A pandemia de covid-19 impulsionou o trabalho no domicílio, levando a proporção de 3,6% em 2012 para o pico de 8,4% em 2022. No entanto, a diminuição do home office já tem causado insatisfação e resistência em algumas empresas, como o Nubank e a Petrobras, que anunciaram a regressão gradual do teletrabalho.

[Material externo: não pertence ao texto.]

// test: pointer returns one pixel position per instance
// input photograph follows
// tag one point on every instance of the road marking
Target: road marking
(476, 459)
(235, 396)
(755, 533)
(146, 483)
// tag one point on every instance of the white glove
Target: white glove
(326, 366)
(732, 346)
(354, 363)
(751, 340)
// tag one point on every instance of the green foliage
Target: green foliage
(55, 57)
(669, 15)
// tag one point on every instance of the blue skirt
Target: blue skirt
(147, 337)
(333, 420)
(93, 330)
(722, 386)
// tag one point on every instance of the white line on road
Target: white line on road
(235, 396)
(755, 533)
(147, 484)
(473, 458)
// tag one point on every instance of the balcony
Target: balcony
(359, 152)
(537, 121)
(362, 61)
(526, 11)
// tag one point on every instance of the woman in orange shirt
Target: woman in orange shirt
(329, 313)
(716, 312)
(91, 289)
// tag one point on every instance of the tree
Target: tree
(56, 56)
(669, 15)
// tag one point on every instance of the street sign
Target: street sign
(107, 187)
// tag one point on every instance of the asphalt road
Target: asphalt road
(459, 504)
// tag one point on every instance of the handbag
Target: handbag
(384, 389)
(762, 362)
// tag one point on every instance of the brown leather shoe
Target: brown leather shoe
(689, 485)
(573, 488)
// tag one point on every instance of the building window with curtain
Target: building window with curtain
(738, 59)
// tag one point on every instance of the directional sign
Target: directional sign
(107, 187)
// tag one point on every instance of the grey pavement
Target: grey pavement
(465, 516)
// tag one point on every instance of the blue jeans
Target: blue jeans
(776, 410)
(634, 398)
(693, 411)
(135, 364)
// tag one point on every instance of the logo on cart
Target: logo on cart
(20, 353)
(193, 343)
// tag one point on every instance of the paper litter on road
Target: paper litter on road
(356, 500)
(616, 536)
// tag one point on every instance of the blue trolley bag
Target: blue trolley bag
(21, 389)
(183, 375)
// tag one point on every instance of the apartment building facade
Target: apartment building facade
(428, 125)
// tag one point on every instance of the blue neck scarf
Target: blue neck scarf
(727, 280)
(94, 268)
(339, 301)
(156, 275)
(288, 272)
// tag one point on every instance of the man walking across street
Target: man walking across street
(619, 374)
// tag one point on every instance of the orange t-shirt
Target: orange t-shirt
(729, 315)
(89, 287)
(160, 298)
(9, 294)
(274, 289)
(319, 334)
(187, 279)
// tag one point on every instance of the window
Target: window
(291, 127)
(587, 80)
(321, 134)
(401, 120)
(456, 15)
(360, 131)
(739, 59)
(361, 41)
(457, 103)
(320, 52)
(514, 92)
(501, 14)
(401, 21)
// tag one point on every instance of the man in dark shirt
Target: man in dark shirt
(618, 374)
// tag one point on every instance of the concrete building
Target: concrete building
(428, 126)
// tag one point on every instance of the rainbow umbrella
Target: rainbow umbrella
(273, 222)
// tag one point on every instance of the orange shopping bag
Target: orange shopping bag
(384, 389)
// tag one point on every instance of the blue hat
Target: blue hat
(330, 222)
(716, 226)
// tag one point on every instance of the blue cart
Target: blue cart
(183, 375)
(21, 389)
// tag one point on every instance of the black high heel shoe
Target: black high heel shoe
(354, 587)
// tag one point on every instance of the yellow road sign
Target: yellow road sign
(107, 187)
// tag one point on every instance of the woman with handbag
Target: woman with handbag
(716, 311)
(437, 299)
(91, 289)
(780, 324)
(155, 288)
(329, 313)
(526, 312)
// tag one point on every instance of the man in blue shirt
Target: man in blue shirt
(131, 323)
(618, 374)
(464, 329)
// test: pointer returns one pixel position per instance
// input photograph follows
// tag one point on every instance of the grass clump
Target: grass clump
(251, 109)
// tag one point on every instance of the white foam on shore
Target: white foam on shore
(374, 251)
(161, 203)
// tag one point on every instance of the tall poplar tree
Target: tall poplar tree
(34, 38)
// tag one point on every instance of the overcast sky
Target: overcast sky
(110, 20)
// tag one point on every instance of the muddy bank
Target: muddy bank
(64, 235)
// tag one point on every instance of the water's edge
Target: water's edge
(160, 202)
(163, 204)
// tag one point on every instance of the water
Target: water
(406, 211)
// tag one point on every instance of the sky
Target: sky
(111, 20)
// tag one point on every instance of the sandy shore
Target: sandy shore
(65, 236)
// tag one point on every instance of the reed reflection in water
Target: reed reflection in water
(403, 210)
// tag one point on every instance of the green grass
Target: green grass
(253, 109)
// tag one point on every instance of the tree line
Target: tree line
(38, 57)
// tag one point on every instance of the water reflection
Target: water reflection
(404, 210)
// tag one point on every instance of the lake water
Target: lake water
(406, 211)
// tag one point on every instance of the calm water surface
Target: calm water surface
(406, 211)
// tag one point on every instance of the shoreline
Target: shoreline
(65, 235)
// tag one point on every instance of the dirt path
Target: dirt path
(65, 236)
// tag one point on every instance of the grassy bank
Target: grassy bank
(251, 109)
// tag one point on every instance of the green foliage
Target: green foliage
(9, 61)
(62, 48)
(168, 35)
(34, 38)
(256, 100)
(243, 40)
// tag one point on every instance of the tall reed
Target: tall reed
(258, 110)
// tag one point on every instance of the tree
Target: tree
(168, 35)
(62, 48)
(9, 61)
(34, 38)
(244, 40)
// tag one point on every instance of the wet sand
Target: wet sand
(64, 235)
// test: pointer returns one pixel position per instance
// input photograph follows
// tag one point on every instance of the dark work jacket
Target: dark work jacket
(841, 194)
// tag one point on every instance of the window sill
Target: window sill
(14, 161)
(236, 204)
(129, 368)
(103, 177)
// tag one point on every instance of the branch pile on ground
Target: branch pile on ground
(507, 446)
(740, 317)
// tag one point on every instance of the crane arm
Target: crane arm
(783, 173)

Outras modalidades de trabalho

A pesquisa do IBGE também mapeou a distribuição dos trabalhadores por local de atividade em 2024:

Estabelecimento do próprio empreendimento: 59,4%

Local designado pelo empregador, patrão ou freguês: 14,2%

Fazenda, sítio, granja, chácara etc.: 8,6%

Domicílio de residência (home office): 7,9%

Veículo automotor: 4,9%

Via ou área pública: 2,2%

Um destaque é a categoria de trabalhadores que atuam em veículo automotor, que passou de 3,7% em 2012 para 4,9% em 2024. O pesquisador William Kratochwill atribui esse aumento ao surgimento de serviços de aplicativos como Uber e 99, além do crescimento de negócios como food trucks.